Serum or plasma placental growth factor (PlGF) and soluble VEGF R1 (sVEGF R1) also increase during normal pregnancy. In preeclampsia, the circulating PlGF increase is attenuated while increases in both sVEGF R1 and endoglin are exaggerated. An additional report by the Harvard group has demonstrated that the combination of high sVEGF R1/PlGF ratio with high endoglin gives an adjusted odds ratio greater than 30-fold for the subsequent development of either preterm or term preeclampsia.2 The combination of the two values is more predictive than either value alone.

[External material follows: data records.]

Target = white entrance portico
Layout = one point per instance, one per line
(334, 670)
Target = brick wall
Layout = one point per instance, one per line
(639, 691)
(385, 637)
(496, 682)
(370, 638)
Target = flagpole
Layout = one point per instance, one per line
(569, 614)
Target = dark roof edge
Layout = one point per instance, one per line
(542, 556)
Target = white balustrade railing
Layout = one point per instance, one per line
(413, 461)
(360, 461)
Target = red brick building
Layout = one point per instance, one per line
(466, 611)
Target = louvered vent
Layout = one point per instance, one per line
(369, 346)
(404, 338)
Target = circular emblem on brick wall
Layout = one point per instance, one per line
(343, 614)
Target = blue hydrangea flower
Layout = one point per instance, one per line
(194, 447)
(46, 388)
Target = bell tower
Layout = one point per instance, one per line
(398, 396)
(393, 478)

||Figure 1. ELISA results for endoglin and sVEGF R1/Flt-1 in sera of individuals with varying degrees of preeclampsia (PE), control pregnancies, and four nonpregnant healthy volunteers. *P < 0.05 compared to preterm controls, #P < 0.05 compared to severe preeclampsia. HELLP; hemolysis, elevated liver enzymes, low platelets.
Figure adapted with permission from Nature Medicine.1
||Figure 2. ELISA results for endoglin in a subset of pregnant individuals (normal, n = 6; preeclampsia, n = 11) with blood drawn before (0–12 h) or after (48 h) delivery. *P < 0.05 as compared to pre-delivery samples. Figure adapted with permission from Nature Medicine.1
- Venkatesha, S. et al. (2006) Soluble endoglin contributes to the pathogenesis of preeclampsia. Nat. Med. 12:642.
- Levine, R. J. et al. (2006) Soluble endoglin and other circulating antiangiogenic factors in preeclampsia. N. Engl. J. Med. 355:992.